To understand that we need to return to the question of the reason for the tonal differences between the two copies. In the Met print, the image conforms to the expectations created by Erasmus’s description: striking darks counterbalanced by whites and grays that create contour, depth, and strong visual highlights. Beautiful as it is, our copy lacks many of these qualities because it is a much later impression. As the original copperplate was repeatedly run through the press, it had to be cleaned and re-inked before each new impression. During one such cleaning, a scratch beneath the bridge developed, one that would show up in subsequent printings. But this was not the only change wrought by repeated impressions. With each cleaning and polishing, the fine lines of the engraved copperplate that once held ink and that gave the image its moodiness and drama were worn down, some of them disappearing altogether. The end result was the marked loss of tonal richness so readily apparent when we compare the Met’s copy with ours.
Close examination of this sort is often not possible in museums, which is one of the things that makes the Trumbull-Prime Collection such an incredible resource for teaching and research, especially for undergraduates who may discover through such encounters a career path they might otherwise have never entertained. And it can make possible discoveries that add new knowledge to our understanding of even so well-studied a figure as Albrecht Dürer. Concealed within the paper on which our copy of Dürer’s Nemesis was printed—and visible only through the use of a backing light—is a watermark that places the printing of our copy more than a decade after Dürer’s death.

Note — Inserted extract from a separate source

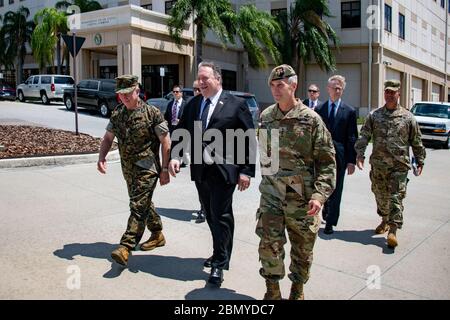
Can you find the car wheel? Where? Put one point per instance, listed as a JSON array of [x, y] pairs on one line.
[[44, 98], [69, 103], [21, 96], [104, 110]]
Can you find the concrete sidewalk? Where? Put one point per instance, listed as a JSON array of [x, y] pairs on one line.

Meder’s Dürer-Katalog identifies this as watermark number 296, which, according to authorities on watermarks (e.g. Briquet), first appears on some European papers between 1540 and 1550. Although Meder notes the appearance of this watermark on other late impressions of works by Dürer, he does not record any instances of it for Nemesis. Our copy is thus proof of the enduring interest and value that this Dürer masterwork held for at least one customer more than forty years after its first publication. However small, discoveries like this enrich our understanding of the continuing esteem in which Dürer was held in the years following his death and add to our knowledge of his works’ publication history. And they are enabled by the kind of hands-on examination encouraged at Watkinson Library.
References
[1] Marian G. M. Clarke, David Watkinson’s Library: One Hundred Years in Hartford, Connecticut, 1866-1966 (Hartford, CT: Trinity College Press, 1966) p. 76.
[2] Desiderius Erasmus, “The Right Way of Speaking Latin and Greek: A Dialogue” (trans. Maurice Pope) in Collected Works of Erasmus, vol. 26 (Toronto: University of Toronto Press, 1985) p. 399.
[3] A close examination of Wierix’s print reveals no trace of the man on the bridge either.
[4] See Meder 72 in Joseph Meder, Dürer-Katalog (Wien: Verlag Golhofer & Ranschburg, 1932); cf. Hollstein 72 in F. W. H. Hollstein’s German Engravings, Etchings and Woodcuts, ca. 1400-1700: Volume VII, Albrecht and Hans Durer (Amsterdam: M. Hertzberger, 1954).